Precisamente allí fue el traficante de especies exóticas Hermano con la caja. Entró en una mansión donde, sin mediar palabra ni papeles, le dieron mil pavos y se quedaron con un pájaro dios colérico y ofendido.
Guacamayo ya no recordaba que tenía una misión espiritual por la que había llegado a tierras humanas ni tampoco que una guacamaya esperaba sus noticias en la centralita de la selva.
En la mansión le ataron a una barra dorada en una galería acristalada con vistas a un jardín. Todas las personas que pasaban a su lado le decían: hola lorito. Así supo que era el suplente de otros loros que año tras año habían estado en esa misma barra.
Aunque durante los anteriores 365 días con sus 365 noches había estado gritando como un borracho desde un balcón, ahora no les contestó ni hola.
Este lorito es mudo dijo uno y los demás rieron.
Que se vayan a la mierda todos ustedes uno a uno, pensó guacamayo.
Si un dios alado se ofende, sólo hay una solución y eso allí sólo lo sabía Paquita porque era procedente de un país donde es ilegal tener guacamayos rojos en cautividad.
Paquita no tenía mil pavos para pagar el rescate, no tenía la ley de su parte, ni tenía otra cosa que fe.
Fe, sí.
Así que pidió limpiar y ventilar la galería tres veces diarias y sacar las cáscaras de pipas. Todas las mañanas le cantaba una canción distinta, todas las tardes le recitaba un poema diverso y todas las noches le susurraba el nombre de una estrella.

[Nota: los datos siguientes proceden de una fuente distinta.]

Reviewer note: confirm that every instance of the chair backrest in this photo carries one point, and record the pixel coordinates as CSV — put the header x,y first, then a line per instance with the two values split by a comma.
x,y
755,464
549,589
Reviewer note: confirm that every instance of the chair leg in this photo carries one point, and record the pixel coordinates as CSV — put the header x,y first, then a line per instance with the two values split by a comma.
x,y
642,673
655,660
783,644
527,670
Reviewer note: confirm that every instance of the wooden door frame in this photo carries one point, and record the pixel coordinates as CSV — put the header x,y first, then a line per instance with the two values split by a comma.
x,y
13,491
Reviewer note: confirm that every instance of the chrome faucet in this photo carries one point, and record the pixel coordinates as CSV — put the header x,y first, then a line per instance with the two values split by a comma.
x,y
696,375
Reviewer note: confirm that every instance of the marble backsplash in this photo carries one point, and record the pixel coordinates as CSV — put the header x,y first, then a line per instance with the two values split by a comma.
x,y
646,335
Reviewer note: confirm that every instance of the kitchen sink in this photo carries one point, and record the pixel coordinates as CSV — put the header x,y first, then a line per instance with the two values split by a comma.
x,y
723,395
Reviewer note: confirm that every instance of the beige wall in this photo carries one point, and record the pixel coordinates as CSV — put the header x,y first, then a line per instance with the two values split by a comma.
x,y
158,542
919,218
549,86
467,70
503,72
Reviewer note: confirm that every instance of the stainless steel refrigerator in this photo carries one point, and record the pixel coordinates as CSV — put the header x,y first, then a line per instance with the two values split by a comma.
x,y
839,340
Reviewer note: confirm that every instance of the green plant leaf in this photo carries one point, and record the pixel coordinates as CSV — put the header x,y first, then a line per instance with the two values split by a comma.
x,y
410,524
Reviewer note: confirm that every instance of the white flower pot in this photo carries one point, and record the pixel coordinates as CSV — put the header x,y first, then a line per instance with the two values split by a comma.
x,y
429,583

Guacamayo tardó tres años exactos en olvidar su enfado.
Para ese momento, Paquita ya había recaudado mil pavos. En la mansión no pusieron pegas.Contactó con gentes que lo llevaron de nuevo a la selva y allí se encontró con guacamaya
Soy muy feliz de haber devuelto un ave sagrada a sus orígenes, declaró Paquita en el artículo de una revista.